75pc drop in number of young farmers since 1976
Research indicates there has been a 75pc drop in the number of farmers in New South Wales aged under 35 years since 1976, primarily due to fewer opportunities for younger people to enter agriculture. NSW Young Farmers councillor Tim Carroll said: “The barriers faced by young people wanting to enter agriculture continue to be a hot topic at our young farmer meetings.”Mr Carroll said: “We are calling the next NSW Government to create meaningful programs and not just about succession planning between family generations. We need strategies to attract new entrants and help them build resilient farming operations. It’s about know-how – being able to get the funds together and ensuring the investment will create a viable business.” Mr Carroll believes a stakeholder roundtable is needed on the issue.

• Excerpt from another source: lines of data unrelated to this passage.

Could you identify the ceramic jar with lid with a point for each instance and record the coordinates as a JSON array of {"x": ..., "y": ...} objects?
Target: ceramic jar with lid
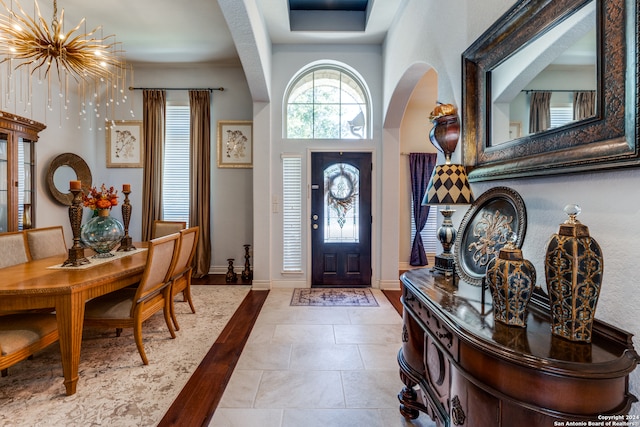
[
  {"x": 573, "y": 268},
  {"x": 511, "y": 280}
]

Vic Govt moves to re-ban Alpine grazing
The Andrews Labor has introduced legislation into the Victorian Parliament banning grazing in the Alpine National Park, as well as in the River Red Gum national parks. The introduction of the National Parks Amendment (Prohibiting Cattle Grazing) Bill 2015 is designed to amend the National Parks Act 1975 to prohibit cattle grazing for any purpose in these national parks. The legislation comes 10 years after the Bracks Labor Government passed legislation to end cattle grazing in the Alpine National Park. A cattle grazing trial was introduced in the Alpine National Park last year by the previous Coalition Government, which it was said was part of a three-year trial to investigate the role of grazing in mitigating fire risk. A Victorian Government media release says extensive scientific research has shown that grazing in Victoria’s alpine areas is detrimental to the environment and doesn’t have any value in reducing bushfire risk or fuel loads in alpine areas. “The Labor Government will ensure a range of bushfire mitigation measures continue, including planned burns and other fuel management methods. River Red Gum national parks include Barmah, Gunbower, Hattah-Kulkyne, Lower Goulburn, Murray-Sunset and Warby-Ovens.”